いつも頭を過るが隣で落ち込んでいる烏の姿を見て頭を振って嫌な考えを追い出す。
私の代わりに心配して怒ってくれた烏の気持ちを真っ直ぐにぶつけて我侭も言っていいし泣いても良いんだと言ってもらえて、自分に自信を取り戻せた気がしたのだ。
俯いている烏にもう一度、心からの笑顔を向けてお礼を伝え机の上に並ぶアクセサリーの一つを手にとって見せる。

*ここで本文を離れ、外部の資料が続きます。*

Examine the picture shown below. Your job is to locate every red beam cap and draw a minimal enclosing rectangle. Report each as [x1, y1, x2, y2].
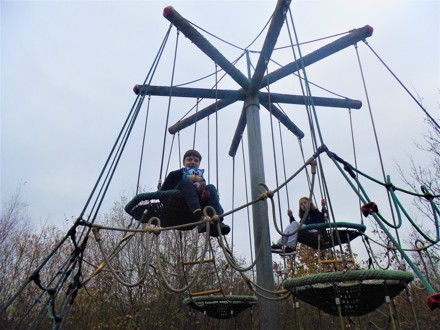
[364, 25, 374, 36]
[163, 6, 174, 17]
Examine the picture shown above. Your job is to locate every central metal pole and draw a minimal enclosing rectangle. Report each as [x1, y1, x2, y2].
[244, 96, 279, 330]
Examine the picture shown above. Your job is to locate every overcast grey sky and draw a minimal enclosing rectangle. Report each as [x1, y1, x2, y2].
[1, 0, 440, 258]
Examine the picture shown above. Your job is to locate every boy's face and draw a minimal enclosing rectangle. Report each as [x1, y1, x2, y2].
[183, 156, 200, 167]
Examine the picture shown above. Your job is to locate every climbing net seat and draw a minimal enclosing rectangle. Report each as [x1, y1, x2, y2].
[283, 270, 414, 316]
[124, 190, 195, 230]
[183, 295, 258, 319]
[298, 222, 366, 249]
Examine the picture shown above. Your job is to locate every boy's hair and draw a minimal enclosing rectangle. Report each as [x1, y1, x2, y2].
[182, 149, 202, 162]
[298, 197, 318, 218]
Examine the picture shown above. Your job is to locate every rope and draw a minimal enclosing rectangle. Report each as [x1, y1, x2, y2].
[363, 40, 440, 130]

「これ、イヤーカフスって耳に着けるんだけどカラスさんの足に丁度良さそうじゃない?」
王冠の形をした銀色のイヤーカフスを烏に見せると、やっと顔を上げて手元に近付いて観察しはじめる。
――よかった機嫌なおったみたいで。
ホッとしていると烏はイヤーカフスを嘴で啄いて角度を変えて見ながら声を上げる。
「変な形……おっ、光る石が付いてる! 足に着けるのか?」
身につけるには一番良さそうだけど、アクセサリーなんて嫌がるかと思っていたが烏は興味津々でイヤーカフスを嘴で挟むと、器用に自分の足にはめる。
「ぴったりだ!」
着け心地を確かめるように机の上をぴょんぴょんと跳ねて、嬉しそうな様子につられて顔がほころぶ。